WHAT DO WE EXPECT OF ACT-UTILTTARLANISM?
In recent years, act-utilitarianism has been distinguished from rule-utilitarianism. We may say (roughly) that act-utilitarianism is the thesis that a particular act (as opposed to a type of act or class of acts) is right if and only if its utility – that is contribution towards intrinsically good states of affairs – is no less than that of some alternative act. Rule-utilitarianism is (roughly) the thesis that an act is right if and only if it conforms to a rule somehow grounded in utility. The present paper concerns one type of argument sometimes used as an attempt to show that act-utilitarianism cannot be an adequate ethical theory. Arguments of this type are characterized by an emphasis on practical difficulties involved in, or paradoxes arising out of, the attempt to apply act-utilitarianism theory to concrete moral situations.
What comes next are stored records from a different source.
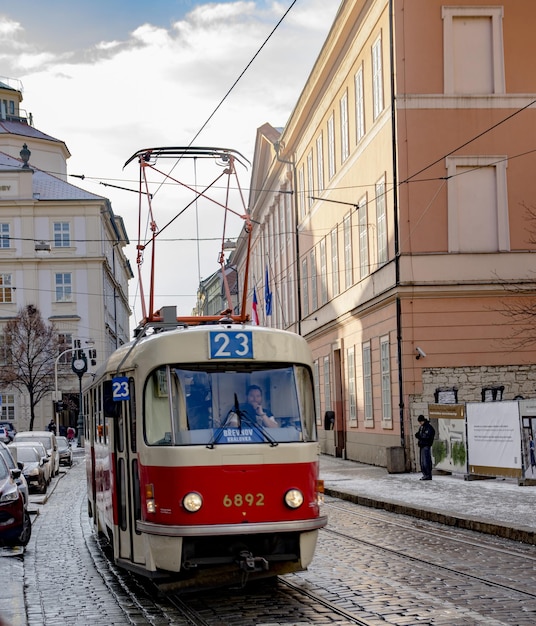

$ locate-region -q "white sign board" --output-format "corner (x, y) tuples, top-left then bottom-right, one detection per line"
(466, 402), (521, 475)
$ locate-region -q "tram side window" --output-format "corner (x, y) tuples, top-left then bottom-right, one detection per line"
(144, 367), (173, 446)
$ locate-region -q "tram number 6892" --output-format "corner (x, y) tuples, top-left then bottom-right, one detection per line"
(223, 493), (264, 508)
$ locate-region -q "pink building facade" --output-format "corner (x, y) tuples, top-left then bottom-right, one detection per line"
(241, 0), (536, 469)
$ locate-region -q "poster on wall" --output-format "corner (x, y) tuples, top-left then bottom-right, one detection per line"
(466, 401), (522, 478)
(428, 404), (467, 474)
(519, 400), (536, 480)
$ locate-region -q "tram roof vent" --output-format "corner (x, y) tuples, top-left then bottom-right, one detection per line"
(159, 306), (177, 325)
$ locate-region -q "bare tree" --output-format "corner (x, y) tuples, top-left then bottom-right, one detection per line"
(0, 304), (59, 430)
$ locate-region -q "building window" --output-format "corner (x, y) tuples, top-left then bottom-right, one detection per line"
(313, 359), (322, 424)
(320, 239), (328, 304)
(354, 66), (365, 141)
(380, 337), (393, 426)
(328, 113), (335, 179)
(0, 330), (9, 365)
(324, 356), (331, 411)
(0, 224), (11, 248)
(316, 133), (324, 192)
(446, 156), (510, 252)
(0, 274), (13, 304)
(372, 35), (383, 119)
(330, 228), (339, 297)
(301, 259), (309, 315)
(298, 165), (305, 219)
(307, 149), (315, 207)
(442, 6), (506, 95)
(376, 179), (387, 265)
(346, 346), (357, 426)
(343, 213), (352, 289)
(362, 343), (374, 426)
(0, 393), (15, 422)
(309, 248), (318, 311)
(54, 222), (71, 248)
(339, 92), (350, 163)
(55, 272), (73, 302)
(58, 333), (73, 365)
(357, 196), (370, 278)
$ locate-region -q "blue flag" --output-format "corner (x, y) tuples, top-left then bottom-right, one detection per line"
(264, 266), (272, 315)
(251, 287), (259, 326)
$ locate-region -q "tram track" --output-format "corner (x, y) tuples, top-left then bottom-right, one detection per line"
(321, 503), (536, 599)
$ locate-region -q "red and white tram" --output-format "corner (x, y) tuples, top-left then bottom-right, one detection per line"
(84, 307), (326, 588)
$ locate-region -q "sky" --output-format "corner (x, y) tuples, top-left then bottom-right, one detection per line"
(0, 0), (340, 327)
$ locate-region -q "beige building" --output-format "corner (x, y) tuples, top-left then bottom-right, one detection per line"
(237, 0), (536, 469)
(0, 79), (133, 430)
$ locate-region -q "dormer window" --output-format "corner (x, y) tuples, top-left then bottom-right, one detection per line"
(54, 222), (71, 248)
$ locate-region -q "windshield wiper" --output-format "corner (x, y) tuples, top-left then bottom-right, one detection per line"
(207, 393), (279, 450)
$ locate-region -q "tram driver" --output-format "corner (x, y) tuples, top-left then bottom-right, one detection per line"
(240, 385), (279, 428)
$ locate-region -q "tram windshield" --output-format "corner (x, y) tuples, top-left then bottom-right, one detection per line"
(144, 364), (317, 446)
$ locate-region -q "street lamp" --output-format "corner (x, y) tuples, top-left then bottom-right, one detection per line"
(54, 348), (75, 435)
(54, 341), (94, 447)
(71, 350), (87, 448)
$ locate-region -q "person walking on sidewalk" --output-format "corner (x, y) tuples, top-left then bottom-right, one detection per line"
(415, 415), (435, 480)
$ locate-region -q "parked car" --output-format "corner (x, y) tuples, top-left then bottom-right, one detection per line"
(0, 443), (29, 507)
(13, 430), (60, 476)
(9, 446), (49, 493)
(0, 450), (32, 546)
(8, 440), (52, 485)
(56, 437), (73, 467)
(0, 421), (17, 441)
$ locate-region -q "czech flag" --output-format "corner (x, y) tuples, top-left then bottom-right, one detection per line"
(264, 266), (272, 315)
(251, 287), (259, 326)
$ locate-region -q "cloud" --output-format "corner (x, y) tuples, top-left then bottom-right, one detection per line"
(0, 0), (337, 314)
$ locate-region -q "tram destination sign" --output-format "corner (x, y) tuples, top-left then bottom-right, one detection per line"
(209, 330), (253, 359)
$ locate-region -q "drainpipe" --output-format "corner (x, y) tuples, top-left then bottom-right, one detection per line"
(389, 0), (405, 450)
(273, 141), (302, 335)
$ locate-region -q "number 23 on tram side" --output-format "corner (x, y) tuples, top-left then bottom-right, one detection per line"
(84, 323), (326, 589)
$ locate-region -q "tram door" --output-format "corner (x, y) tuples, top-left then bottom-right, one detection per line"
(114, 379), (143, 563)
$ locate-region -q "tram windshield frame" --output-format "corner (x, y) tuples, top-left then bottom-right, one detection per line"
(143, 363), (317, 447)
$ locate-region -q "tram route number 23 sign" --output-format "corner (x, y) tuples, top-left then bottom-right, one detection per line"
(209, 330), (253, 359)
(112, 376), (130, 402)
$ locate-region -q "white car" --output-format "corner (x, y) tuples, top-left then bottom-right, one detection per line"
(8, 441), (52, 485)
(13, 430), (60, 476)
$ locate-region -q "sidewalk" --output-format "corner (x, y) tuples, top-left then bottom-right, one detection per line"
(320, 455), (536, 545)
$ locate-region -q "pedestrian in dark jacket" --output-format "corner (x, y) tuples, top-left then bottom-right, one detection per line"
(415, 415), (435, 480)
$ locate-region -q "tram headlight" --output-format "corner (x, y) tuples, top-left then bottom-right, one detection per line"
(182, 491), (203, 513)
(285, 489), (303, 509)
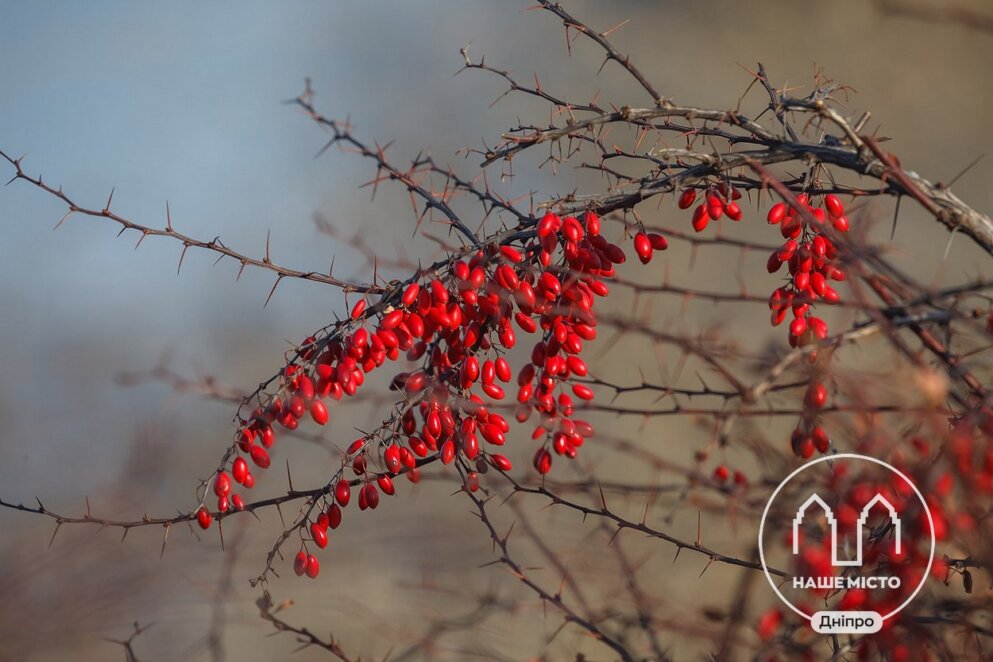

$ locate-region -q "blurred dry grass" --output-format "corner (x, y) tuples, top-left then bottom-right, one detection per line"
(0, 0), (993, 660)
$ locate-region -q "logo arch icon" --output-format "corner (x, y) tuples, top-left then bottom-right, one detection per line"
(793, 493), (902, 567)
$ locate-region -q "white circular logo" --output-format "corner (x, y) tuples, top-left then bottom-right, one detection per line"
(758, 453), (935, 634)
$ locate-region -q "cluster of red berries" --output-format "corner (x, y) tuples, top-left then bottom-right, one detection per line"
(766, 193), (848, 347)
(678, 184), (848, 466)
(197, 212), (667, 577)
(677, 183), (743, 232)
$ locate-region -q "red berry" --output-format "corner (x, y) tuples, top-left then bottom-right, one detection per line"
(293, 549), (307, 577)
(500, 246), (524, 263)
(693, 204), (710, 232)
(534, 448), (552, 475)
(334, 478), (352, 508)
(634, 232), (653, 264)
(310, 522), (328, 549)
(707, 193), (724, 221)
(724, 202), (741, 221)
(583, 211), (600, 237)
(648, 232), (669, 251)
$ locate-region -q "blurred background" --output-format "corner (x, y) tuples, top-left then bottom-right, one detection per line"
(0, 0), (993, 660)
Three forms of this type of argument may be distinguished: “weak”, “strong”, and “generalized”. “Weak” forms are used to attempt to establish that, because of difficulties involved in determining which of the acts open to us at a given time would contribute towards intrinsically good states of affairs no less than would any alternative, the attempt to act as an act-utilitarian is impracticable or self-defeating. “Strong” forms are used to attempt to establish that any serious attempt to deliberate along act-utilitarian lines forces the deliberator into a vicious regress. “Generalized” forms employ a generalization test, “What would happen if everyone deliberated along act-utilitarian lines?” Arguments of these three forms are developed in the paper in some detail, and some standard replies are noted. The thesis set forth is that a systematic confusion runs throughout all the arguments and replies, and that the arguments do not establish what they were intended to establish.
Several logically independent procedures, all of which can and do find their way into ethics, are distinguished: providing accounts of right-making characteristics, providing decision-making procedures, providing accounts of the considered moral judgements of informed, mature persons in their disinterested, reflective moments, and some others. The author argues that, because the procedures are logically independent; a proposed ethical theory could provide, for example, a true account of right-making characteristics without providing, for example, a decision-making procedure. He then notes that all the arguments of the type he has been considering are used to attempt to discredit act-utilitarianism by showing that a decision-making procedure frequency associated with act-utilitarianism, viz., the procedure of estimating and comparing probable consequences of alternative acts, is impracticable or self-defeating as a method for picking out, from the alternatives open to us at a given time, the one or ones (under practically helpful descriptions) which would be pronounced right by the act-utilitarian account of right-making characteristics. The author points out that such arguments, even if valid, do not show that act-utilitarian account of right-making characteristics is false. Moreover, because most formulations of act-utilitarianism appear to be accounts of right-making characteristics, and because acceptance of the act-utilitarian account of right-making characteristics does not commit one a priori to the decision making procedure of estimating and comparing probable consequences of alternative acts, if it is not clear that such arguments are even relevant to the question of whether act-utilitarianism, as it is usually formulated, is true.